Od października gdy zbiłam wagę do 57 kg waga ciągle rośnie. Na dzień dzisiejszy to + 6 kg. Ale jeśli chodzi o rozmiar ubrań to jakoś dziwnie nie widzę różnicy ? Widzę też że ograniczenie cukru i słodyczy spowodowało że nie urosła mi opona. Teraz na szczęście ruszam do pracy i liczę że do końca kwietnia zgubię te 6 kilo. Odżywiam się teraz zdecydowanie lepiej i lubię to jedzonko. Jem dużo warzyw, pełnoziarnisty makaron , kasze gryczaną , jęczmienną, trochę owoców i orzechów, zdecydowanie mniej mięsa i wędlin.
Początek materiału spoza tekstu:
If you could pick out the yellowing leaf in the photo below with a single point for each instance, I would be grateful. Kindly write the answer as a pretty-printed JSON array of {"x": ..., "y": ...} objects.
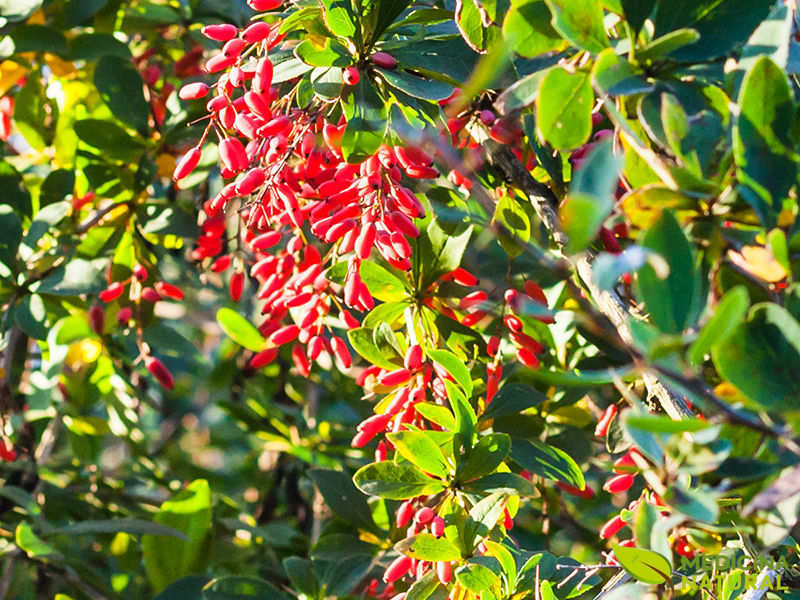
[{"x": 759, "y": 262}]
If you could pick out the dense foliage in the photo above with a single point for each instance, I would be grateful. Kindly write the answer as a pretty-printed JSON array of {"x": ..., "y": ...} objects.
[{"x": 464, "y": 300}]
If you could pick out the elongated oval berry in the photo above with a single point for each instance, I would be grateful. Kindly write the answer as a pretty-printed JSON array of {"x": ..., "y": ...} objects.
[
  {"x": 341, "y": 351},
  {"x": 399, "y": 567},
  {"x": 586, "y": 492},
  {"x": 97, "y": 317},
  {"x": 187, "y": 163},
  {"x": 284, "y": 335},
  {"x": 193, "y": 91},
  {"x": 444, "y": 571},
  {"x": 619, "y": 483},
  {"x": 405, "y": 513},
  {"x": 167, "y": 289},
  {"x": 220, "y": 33},
  {"x": 263, "y": 358},
  {"x": 112, "y": 292},
  {"x": 413, "y": 357},
  {"x": 264, "y": 5},
  {"x": 424, "y": 515},
  {"x": 159, "y": 370},
  {"x": 256, "y": 32},
  {"x": 233, "y": 154},
  {"x": 611, "y": 527},
  {"x": 605, "y": 421},
  {"x": 383, "y": 60}
]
Dziś na śniadanko " błędni rycerze " tak moja znajoma nazywa danie z czerstwego chleba moczonego w rozkłóconym jajku i smażonemu na patelni :-)
3 kromki chleba - 257 kcal
masło 10 g - 74 kcal
jajo - 80 kcal
serek wiejski 80 g - 80 kcal
Razem 490 kcal
Noir_Madame
5 marca 2020, 05:48też mnie to dziwi ale się nie mierzę , może więc przybyło w biodrach,udach i ogólnie równo na całej sylwetce a nie tylko w talii . Może to z powodu ograniczenia cukru.
Karampuk
4 marca 2020, 19:11noo ciekawe, +6 a ciuchy normalnie, moze to mięsnie?